Have a meeting, align on some norms for these things and then hold people accountable to them. It's not hard. We're all adults. You don't need constant meetings to hand hold people like little kids.

crazygringo18 hours ago

> Have a meeting, align on some norms for these things and then hold people accountable to them. It's not hard. We're all adults. You don't need constant meetings to hand hold people like little kids.

Yes... the meetings are called retrospectives.

One of the norms is called standups.

You don't need to belittle these processes as being for "little kids". That's deeply unprofessional.

Maybe there are some teams made up entirely of these 10x communicators you describe where everybody perfectly "bridges the gap" with other people. All I can say is, I've never seen it. And knowing everything I know about how easy it is for miscommunication to happen, I'm inclined to suspect that if you think you worked somewhere like that, you simply weren't aware of how much further communication and processes could have improved. After all, how could you? It's incredibly easy for us to assume that things are working as well as they could be. Until we try something like standup+retrospectives and are surprised at how much value they end up bringing.

OhMeadhbh21 hours ago

yes and no. "agile" has become doctrinaire and "one size fits all." i miss the eXtreme Programming era where standups, pair-programming, test-first, timeboxing, etc. were all "tools in a toolbox" to be applied as needed. i think the OP is experiencing a world where they're told "oh, here's AGILE. you have to do everything in this book," which i think i would push back on as well.
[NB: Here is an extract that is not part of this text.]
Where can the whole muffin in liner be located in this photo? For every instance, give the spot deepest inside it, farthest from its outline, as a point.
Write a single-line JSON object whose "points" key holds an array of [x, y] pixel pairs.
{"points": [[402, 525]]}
but... if you're going to do standups and retrospectives... i agree with you. do them synchronously. the idea is to get everyone to listen to everyone else. the reason they're STAND-ups is 'cause everyone's supposed to be standing so there's motivation to keep them short. this often makes it difficult to do "follow the sun" development. i quit a job a couple years back because my management insisted my engineers on the US west coast be included in standups for teams in Pune (India).

and that 1-on-1's are for surfacing issues that haven't come up elsewhere seems like received wisdom among my peer group. it seems to work well for me, so +1 on that too.

the phrase "when done correctly" is doing a lot of heavy lifting here. i bet people who have bad experience with these practices were in situations where they weren't done correctly.

one of my problems with environments where management thinks devs are interchangeable bots motivated only by money is that there is zero motivation for management to change their approach when it doesn't work. if they think the only thing that motivates people is money, they think they have to add more money or fire their devs and get devs that are appropriately motivated by cash.

OhMeadhbh22 hours ago

lol. "don't motivate engineers." dude can't motivate engineers with money so he thinks you can't motivate engineers. that's actually funny. and a little depressing.

mainecoder22 hours ago

why don't you criticize the arguments his making instead of the person, he is basically saying hire people with autonomy not people who need motivation.

OhMeadhbh21 hours ago

the idea i am criticizing is, as explained, "motivation" is something which can be managed and throwing more money at engineers is not a universal motivation.